Michael Pittard
Wooden Boy doesn’t have an answer
to the question posed in Men’s Health.
Of course he hates his lanky, spindly body,
with its cracks & staples, rusting hinges,
his sharply pointed hair, always coiffed
on the left. That night he picks his fingers
to splinters, tries to hack his glued-on shoes
off, put his waist between the vice in his
father’s workshop, not strong enough to pull
the handle just enough to break in two.

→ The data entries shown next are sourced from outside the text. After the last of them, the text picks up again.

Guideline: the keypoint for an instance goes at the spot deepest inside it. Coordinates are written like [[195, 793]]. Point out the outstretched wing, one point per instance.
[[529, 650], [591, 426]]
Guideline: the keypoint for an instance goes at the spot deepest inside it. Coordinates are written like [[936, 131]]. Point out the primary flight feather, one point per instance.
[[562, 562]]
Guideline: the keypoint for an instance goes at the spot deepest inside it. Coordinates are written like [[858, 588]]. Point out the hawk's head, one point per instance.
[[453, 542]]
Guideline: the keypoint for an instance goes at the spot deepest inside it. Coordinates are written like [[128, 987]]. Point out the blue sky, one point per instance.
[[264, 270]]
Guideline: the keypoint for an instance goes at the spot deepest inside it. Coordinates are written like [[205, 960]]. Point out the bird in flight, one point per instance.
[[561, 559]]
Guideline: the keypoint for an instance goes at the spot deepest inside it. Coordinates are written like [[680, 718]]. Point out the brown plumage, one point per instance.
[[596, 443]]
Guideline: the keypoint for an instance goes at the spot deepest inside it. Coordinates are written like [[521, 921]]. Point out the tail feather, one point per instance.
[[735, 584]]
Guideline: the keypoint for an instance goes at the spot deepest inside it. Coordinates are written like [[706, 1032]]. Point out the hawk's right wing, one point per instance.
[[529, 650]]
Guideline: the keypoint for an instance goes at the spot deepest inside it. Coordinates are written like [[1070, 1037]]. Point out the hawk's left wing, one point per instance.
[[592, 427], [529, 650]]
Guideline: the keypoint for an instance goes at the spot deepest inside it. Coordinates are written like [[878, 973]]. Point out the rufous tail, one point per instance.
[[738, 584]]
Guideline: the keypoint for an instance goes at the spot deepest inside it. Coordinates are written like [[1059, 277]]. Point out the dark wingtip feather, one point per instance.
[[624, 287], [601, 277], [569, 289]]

But
as he dangles there, feet kicking feebly in the air,
weeping weak oily tears that stain his roughly-hewn
cheeks, a soft blue light comes to him, dances
around his head, goes in one ear & out the other,
a tiny floating orb that seems to carry a piece of
music, just a few repeating bars, & to Wooden Boy
it is a solemn hymn, sung only at a holy site, &
the holy site must be his ravaged body,
this blue pilgrim touring the derelict remnants
of his body, & in the morning he looks at the
magazine, ignores the chiseled abs of the smooth
faced men, & he knows his body is a temple
because it is a ruin, because he has ruined it.
***
Michael Pittard is an English lecturer at the University of North Carolina at Greensboro. He has an MFA in poetry from UNCG and is a former poetry editor of The Greensboro Review. His poems have appeared or are forthcoming in The Bookends Review, Red Flag Poetry and Poetry South. His criticism has been published in the Chicago Review of Books, Tupelo Quarterly, and storySouth.